Martin Scorsese has recalled Robert De Niro’s blunt response when he asked about casting him in The Departed.
The filmmaker and actor have collaborated on 10 films, including Taxi Driver, Raging Bull, and the forthcoming crime epic Killers of the Flower Moon.
Scorsese and De Niro once went 24 years without working together on a feature, between 1995’s Casino and 2019’s The Irishman. De Niro did, however, star in Scorsese’s 2015 comedy short The Audition.
In a new interview with Deadline, Scorsese said that De Niro had, in fact, turned him down multiple times in those intervening years, including roles in the period drama Gangs of New York (2002) and crime thriller The Departed (2006).
“We talked to Bob about [starring in The Departed], but he didn’t want to do it,” the filmmaker said. “So, with Bob, after Casino we stopped for a while and I did Kundun, and Bringing Out the Dead. And then Gangs of New York. We always checked in, on that and everything else.
“He wanted me to do Analyze This, and I said, ‘We already did it. It was Goodfellas.’ I talked to him about other projects, and at one point he said, ‘You know the kind of stuff I like to do with you.’ I said, ‘OK.’ That became The Irishman, and it took nine years. We were always looking. ‘What about The Departed?’ ‘Nah, I don’t wanna do that.’ ‘OK.’”

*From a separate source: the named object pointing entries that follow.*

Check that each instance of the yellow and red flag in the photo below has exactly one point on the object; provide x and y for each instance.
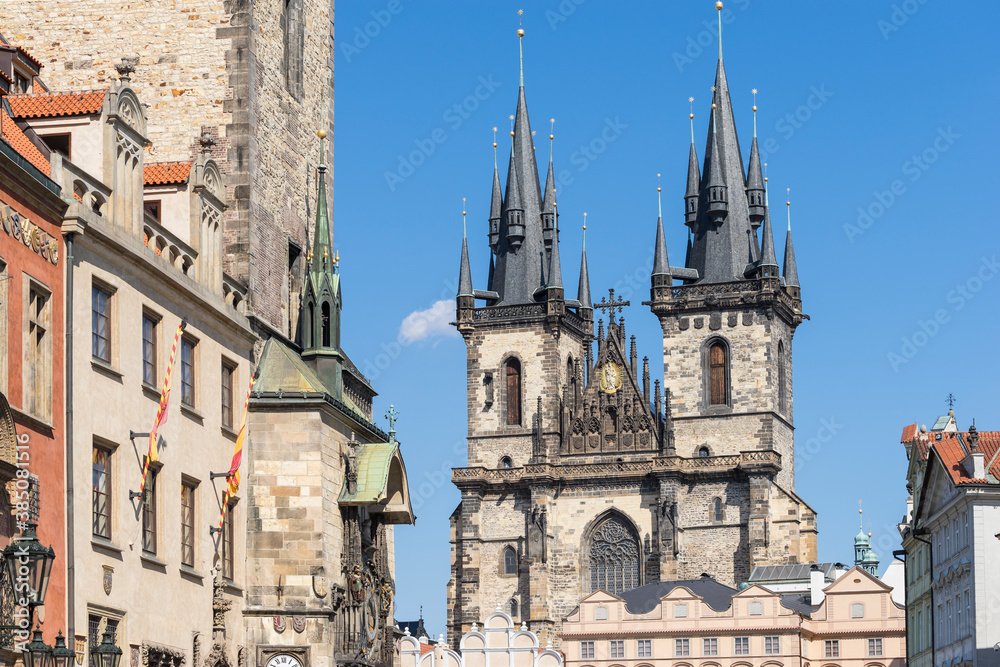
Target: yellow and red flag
(161, 410)
(233, 476)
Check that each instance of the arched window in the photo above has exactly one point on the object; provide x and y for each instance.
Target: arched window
(307, 330)
(614, 558)
(718, 382)
(513, 392)
(325, 324)
(782, 391)
(509, 561)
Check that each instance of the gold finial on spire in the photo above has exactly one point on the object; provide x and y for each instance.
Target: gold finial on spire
(789, 203)
(718, 7)
(494, 147)
(659, 200)
(520, 42)
(691, 117)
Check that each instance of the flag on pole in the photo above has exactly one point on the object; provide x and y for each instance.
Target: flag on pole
(161, 410)
(233, 476)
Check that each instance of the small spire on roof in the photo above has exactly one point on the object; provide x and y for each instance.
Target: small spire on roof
(520, 42)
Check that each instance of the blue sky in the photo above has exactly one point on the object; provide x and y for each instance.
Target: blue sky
(876, 114)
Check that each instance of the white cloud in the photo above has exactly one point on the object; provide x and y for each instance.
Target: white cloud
(431, 323)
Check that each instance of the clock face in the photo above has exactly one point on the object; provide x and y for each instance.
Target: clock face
(284, 660)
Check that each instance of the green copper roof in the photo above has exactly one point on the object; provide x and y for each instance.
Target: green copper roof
(373, 474)
(283, 370)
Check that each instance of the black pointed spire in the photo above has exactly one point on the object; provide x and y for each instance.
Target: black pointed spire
(465, 272)
(755, 179)
(791, 272)
(694, 180)
(496, 202)
(768, 266)
(583, 291)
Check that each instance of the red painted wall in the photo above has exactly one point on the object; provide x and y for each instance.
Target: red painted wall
(46, 443)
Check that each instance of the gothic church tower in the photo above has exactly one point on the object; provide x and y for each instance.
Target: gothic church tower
(580, 477)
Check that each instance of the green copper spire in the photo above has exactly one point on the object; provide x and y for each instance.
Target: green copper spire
(322, 259)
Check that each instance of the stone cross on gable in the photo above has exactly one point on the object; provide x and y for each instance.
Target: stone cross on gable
(611, 305)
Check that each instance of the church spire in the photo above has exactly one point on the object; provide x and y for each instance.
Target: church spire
(694, 178)
(583, 291)
(496, 202)
(521, 258)
(661, 263)
(755, 180)
(791, 272)
(465, 272)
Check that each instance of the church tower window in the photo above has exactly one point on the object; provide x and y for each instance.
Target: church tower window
(718, 369)
(509, 561)
(513, 392)
(614, 558)
(782, 394)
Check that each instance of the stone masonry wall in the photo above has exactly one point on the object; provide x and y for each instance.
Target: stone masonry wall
(212, 66)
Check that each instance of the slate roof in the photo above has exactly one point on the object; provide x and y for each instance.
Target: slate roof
(800, 572)
(165, 173)
(373, 474)
(645, 598)
(953, 448)
(17, 140)
(51, 105)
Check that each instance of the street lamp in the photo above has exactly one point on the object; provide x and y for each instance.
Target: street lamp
(105, 655)
(25, 559)
(37, 653)
(62, 656)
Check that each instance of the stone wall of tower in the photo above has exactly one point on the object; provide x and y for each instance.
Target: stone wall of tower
(543, 358)
(754, 420)
(215, 66)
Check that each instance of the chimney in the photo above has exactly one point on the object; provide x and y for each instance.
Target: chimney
(975, 462)
(816, 582)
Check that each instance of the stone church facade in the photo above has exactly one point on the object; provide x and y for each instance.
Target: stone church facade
(580, 475)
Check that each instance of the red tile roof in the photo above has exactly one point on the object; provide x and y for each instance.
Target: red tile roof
(47, 105)
(953, 451)
(165, 173)
(13, 135)
(30, 57)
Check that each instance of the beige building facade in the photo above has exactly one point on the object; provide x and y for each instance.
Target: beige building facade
(148, 569)
(701, 622)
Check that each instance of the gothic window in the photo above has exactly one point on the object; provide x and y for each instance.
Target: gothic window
(325, 324)
(294, 43)
(513, 392)
(718, 369)
(509, 561)
(614, 558)
(782, 395)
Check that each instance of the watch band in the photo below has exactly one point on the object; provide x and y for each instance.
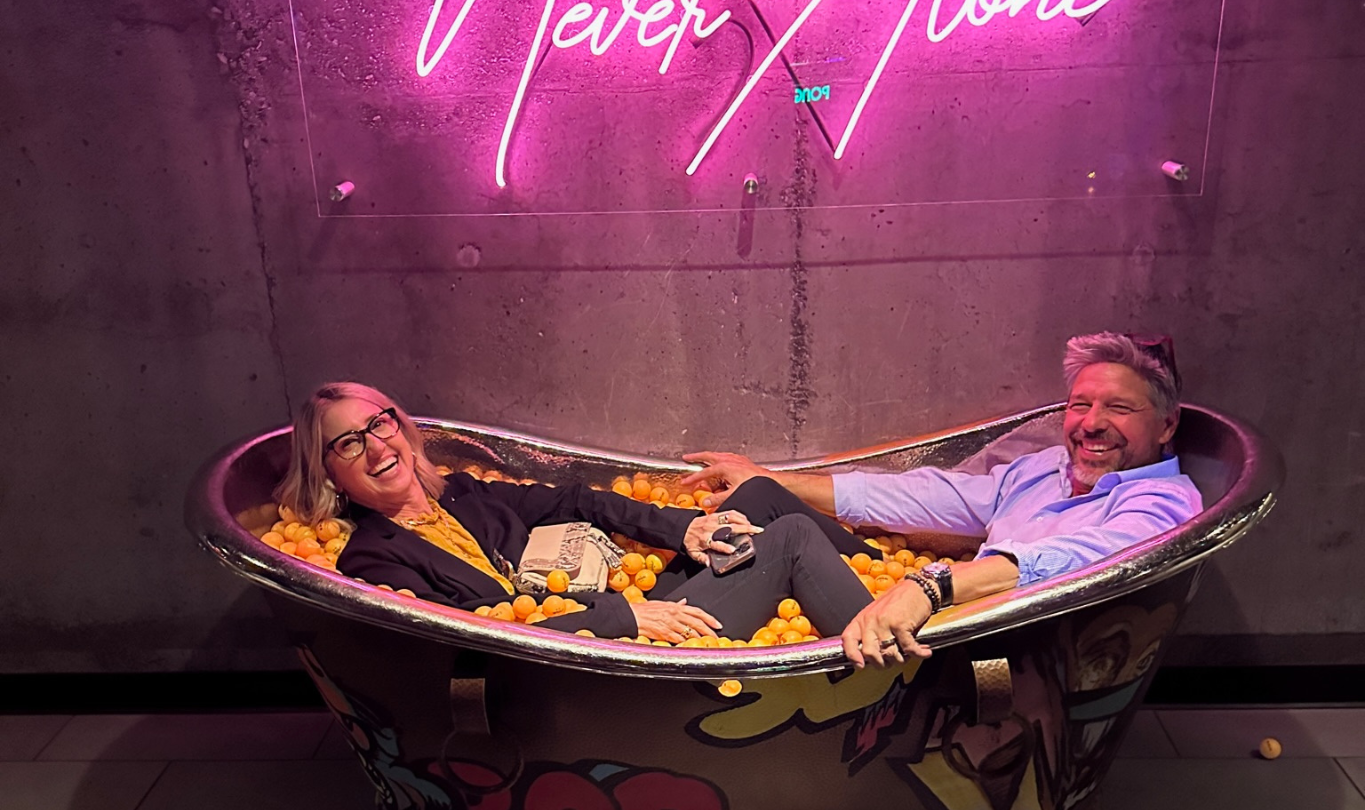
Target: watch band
(942, 577)
(935, 601)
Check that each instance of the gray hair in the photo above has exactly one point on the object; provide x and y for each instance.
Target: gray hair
(1110, 347)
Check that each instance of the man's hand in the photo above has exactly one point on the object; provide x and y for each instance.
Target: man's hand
(698, 538)
(897, 615)
(672, 622)
(724, 471)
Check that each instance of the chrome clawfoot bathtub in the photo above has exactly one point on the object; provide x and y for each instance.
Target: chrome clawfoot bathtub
(1023, 705)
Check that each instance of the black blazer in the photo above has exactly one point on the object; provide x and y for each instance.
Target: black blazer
(500, 517)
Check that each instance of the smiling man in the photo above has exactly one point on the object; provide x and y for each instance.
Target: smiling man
(1106, 488)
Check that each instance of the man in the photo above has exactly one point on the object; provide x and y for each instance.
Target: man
(1106, 488)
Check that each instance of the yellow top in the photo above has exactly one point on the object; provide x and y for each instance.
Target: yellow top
(444, 532)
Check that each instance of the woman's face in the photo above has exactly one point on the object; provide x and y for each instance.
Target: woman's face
(381, 477)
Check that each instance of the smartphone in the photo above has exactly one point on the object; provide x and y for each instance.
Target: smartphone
(724, 563)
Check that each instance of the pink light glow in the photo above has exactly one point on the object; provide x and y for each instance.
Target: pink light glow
(975, 11)
(748, 85)
(978, 12)
(423, 64)
(520, 93)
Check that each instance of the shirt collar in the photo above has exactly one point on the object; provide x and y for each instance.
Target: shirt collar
(1167, 467)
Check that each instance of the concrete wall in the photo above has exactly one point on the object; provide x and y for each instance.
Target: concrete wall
(169, 286)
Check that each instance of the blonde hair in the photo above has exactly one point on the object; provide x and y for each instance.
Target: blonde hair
(306, 488)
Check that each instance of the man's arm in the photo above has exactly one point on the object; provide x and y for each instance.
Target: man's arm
(901, 611)
(923, 499)
(1143, 512)
(1140, 511)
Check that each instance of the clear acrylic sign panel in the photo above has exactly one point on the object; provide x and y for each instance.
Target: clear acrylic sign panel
(557, 107)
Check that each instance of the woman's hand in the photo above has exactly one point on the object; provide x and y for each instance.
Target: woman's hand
(698, 538)
(673, 622)
(724, 471)
(896, 616)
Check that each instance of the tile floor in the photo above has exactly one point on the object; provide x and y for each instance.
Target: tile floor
(1173, 758)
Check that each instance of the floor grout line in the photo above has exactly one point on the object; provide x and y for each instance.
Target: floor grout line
(1167, 734)
(37, 754)
(153, 786)
(1360, 787)
(326, 731)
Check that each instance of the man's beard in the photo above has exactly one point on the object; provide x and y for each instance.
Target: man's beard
(1088, 474)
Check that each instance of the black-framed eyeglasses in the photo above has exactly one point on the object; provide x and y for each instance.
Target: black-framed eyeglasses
(1162, 348)
(350, 445)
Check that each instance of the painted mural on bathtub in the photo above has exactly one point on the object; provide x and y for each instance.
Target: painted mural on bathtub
(904, 731)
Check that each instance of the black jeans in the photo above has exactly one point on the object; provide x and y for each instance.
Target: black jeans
(795, 556)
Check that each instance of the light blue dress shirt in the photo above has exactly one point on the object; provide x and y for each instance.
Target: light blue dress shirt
(1025, 508)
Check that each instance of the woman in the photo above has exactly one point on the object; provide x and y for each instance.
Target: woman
(457, 540)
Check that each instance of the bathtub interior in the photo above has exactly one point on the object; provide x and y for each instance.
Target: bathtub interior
(232, 501)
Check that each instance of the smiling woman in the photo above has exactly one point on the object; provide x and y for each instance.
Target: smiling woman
(460, 541)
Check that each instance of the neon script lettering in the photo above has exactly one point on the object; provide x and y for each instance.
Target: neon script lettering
(584, 22)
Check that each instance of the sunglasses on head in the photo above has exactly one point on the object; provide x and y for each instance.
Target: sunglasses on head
(1162, 348)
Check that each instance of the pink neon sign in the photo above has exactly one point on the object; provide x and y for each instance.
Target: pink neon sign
(584, 22)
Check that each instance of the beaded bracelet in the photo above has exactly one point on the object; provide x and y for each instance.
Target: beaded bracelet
(935, 600)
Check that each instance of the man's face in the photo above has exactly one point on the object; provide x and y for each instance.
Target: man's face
(1111, 424)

Released in 1999 and directed by Harold Ramis, Analyze This saw De Niro play a mobster who enters therapy.
Speaking about De Niro’s decision to turn down Gangs of New York, Scorsese described their interaction as a “check-in”.

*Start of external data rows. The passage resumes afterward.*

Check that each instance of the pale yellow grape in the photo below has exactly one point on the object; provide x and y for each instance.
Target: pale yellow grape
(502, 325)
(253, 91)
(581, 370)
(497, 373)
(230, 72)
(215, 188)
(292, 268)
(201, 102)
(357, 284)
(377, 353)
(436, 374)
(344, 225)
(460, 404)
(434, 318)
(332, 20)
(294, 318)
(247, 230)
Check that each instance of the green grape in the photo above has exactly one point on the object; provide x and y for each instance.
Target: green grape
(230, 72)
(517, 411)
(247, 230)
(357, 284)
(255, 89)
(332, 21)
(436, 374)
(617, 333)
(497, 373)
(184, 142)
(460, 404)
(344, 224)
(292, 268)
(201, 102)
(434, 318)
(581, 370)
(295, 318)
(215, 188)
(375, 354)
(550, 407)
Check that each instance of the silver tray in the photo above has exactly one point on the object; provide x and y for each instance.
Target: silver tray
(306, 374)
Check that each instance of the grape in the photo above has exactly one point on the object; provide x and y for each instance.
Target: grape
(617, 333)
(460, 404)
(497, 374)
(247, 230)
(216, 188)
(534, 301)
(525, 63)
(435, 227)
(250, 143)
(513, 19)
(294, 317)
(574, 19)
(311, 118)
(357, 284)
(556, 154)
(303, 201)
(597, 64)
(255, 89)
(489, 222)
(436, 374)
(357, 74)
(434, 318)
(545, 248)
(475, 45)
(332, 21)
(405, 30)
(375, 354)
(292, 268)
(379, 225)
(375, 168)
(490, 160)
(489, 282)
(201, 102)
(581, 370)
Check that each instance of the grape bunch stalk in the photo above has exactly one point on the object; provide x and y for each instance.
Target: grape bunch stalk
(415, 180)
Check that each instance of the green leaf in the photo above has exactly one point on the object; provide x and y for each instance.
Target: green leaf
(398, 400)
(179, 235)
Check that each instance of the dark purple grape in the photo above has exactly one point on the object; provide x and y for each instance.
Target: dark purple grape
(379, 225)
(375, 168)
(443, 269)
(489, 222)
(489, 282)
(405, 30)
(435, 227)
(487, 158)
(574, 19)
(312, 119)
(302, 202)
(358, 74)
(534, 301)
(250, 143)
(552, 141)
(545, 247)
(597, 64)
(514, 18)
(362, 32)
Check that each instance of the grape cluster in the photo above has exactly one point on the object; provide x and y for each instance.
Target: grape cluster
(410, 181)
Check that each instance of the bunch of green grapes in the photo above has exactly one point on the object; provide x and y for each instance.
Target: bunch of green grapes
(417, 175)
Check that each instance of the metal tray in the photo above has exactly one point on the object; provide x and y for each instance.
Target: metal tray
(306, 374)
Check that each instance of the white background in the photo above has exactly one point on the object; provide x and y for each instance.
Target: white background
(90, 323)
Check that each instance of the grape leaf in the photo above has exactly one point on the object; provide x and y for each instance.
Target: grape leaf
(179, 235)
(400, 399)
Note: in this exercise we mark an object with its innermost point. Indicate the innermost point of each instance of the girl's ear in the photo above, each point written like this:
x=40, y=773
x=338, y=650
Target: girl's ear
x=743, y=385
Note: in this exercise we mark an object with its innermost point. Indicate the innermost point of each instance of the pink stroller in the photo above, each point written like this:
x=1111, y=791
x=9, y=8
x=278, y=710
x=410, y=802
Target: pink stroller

“That was just a check-in,” he recalled. “Literally, [De Niro] said, ‘What are you doing?’ ‘I’m doing this. You interested?’ ‘Nah.’ ‘OK.’
“We always talked about that kind of thing, because he is the only one around who knows where I came from and who I am, from that period of time when we were 15 or 16 years old. He knows that part of New York.”
Killers of the Flower Moon is released in cinemas in October.